Good wound healing between cartilage flap and native trachea with complete epithelization of the lumen, without any evidence of infection or granulation tissue formation in one of the group 3 specimens.
Another disadvantage of use of solvent-dehydrated human cartilage is its propensity for infection during the rehydration process, which requires about 12 hours just before use. This could have been the reason for the high infection rate seen in our study. The manufacturer has eliminated this negative aspect with the recent introduction of an already rehydrated sterile product.
CONCLUSION
Reconstruction of large tracheal defects remains a problem in head and neck surgery.

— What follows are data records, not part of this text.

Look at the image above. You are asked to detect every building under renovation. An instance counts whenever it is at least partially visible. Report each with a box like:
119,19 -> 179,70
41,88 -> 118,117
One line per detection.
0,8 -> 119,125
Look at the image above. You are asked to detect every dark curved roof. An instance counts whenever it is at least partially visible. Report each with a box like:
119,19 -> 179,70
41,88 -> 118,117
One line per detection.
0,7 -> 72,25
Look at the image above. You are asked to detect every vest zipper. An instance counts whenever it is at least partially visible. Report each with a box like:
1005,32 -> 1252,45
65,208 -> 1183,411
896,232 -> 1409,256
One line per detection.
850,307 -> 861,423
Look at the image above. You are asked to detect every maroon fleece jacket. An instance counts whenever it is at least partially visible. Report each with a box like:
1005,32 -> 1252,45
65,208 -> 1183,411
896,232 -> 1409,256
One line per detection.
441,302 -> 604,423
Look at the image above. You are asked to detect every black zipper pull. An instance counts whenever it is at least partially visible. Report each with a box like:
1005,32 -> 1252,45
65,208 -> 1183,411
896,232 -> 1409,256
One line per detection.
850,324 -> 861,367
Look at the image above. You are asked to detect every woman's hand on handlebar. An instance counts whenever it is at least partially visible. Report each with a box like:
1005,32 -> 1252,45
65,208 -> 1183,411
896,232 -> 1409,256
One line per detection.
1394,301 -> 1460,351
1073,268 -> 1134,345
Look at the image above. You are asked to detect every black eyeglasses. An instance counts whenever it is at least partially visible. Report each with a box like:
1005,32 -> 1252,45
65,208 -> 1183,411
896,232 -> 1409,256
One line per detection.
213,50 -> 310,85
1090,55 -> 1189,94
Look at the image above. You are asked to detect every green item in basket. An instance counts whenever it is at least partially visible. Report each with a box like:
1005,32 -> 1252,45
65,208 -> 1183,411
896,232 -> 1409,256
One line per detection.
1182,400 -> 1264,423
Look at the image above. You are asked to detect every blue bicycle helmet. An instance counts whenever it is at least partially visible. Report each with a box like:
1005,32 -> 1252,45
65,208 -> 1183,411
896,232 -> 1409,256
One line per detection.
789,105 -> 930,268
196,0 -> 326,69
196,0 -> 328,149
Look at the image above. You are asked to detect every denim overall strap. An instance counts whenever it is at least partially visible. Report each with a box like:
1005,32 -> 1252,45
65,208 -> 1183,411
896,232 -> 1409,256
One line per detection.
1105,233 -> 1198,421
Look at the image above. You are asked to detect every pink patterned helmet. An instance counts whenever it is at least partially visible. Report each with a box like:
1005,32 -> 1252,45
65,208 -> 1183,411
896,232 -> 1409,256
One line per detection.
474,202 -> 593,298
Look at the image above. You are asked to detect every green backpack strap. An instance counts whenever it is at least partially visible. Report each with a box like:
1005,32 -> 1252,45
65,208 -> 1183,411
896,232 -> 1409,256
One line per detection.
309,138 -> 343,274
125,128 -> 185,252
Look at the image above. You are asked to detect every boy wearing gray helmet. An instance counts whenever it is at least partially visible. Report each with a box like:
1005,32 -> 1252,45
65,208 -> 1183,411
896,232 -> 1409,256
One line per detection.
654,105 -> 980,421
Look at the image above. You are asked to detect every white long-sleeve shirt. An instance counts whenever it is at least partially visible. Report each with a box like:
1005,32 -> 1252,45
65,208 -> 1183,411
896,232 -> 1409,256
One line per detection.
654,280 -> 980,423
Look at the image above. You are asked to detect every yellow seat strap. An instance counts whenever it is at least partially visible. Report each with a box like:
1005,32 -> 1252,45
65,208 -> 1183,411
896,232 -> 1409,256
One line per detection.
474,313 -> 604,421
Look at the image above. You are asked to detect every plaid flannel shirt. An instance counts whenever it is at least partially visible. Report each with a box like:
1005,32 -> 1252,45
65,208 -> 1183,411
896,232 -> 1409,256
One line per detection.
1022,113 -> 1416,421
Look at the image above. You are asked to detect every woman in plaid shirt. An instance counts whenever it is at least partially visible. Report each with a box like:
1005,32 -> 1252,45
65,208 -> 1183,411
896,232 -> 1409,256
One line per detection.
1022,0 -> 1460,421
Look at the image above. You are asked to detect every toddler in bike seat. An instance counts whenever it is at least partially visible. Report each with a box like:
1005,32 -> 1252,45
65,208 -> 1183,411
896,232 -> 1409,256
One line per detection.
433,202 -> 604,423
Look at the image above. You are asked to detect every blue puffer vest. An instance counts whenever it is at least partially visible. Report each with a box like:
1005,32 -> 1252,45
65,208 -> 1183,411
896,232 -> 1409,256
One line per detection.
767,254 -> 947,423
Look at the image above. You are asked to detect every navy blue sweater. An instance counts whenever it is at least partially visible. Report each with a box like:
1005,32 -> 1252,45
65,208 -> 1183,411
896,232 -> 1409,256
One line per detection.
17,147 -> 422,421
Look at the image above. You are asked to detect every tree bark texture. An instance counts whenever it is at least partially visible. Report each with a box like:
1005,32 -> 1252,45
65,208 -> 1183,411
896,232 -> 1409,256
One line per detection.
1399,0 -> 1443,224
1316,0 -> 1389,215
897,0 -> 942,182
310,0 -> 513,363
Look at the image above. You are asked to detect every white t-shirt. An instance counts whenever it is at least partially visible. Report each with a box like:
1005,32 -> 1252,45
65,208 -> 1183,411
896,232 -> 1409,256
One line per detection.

Although various techniques are presented in the literature, the most encouraging results have been achieved with autogenous tissue transfers used as composite microvascular flaps. In tracheal reconstruction, the use of dehydrated human costal cartilage, which is a nonautogenous graft, is an alternative method that eliminates the cartilage or bone donor-site deformity of other reconstruction techniques. However, because of technical difficulties, considerably high infection rates, and luminal epithelization problems, which were encountered even with the most favorable prefabricated neovascularized free flap form, this method is not considered a first-line treatment option for tracheal reconstructive surgery.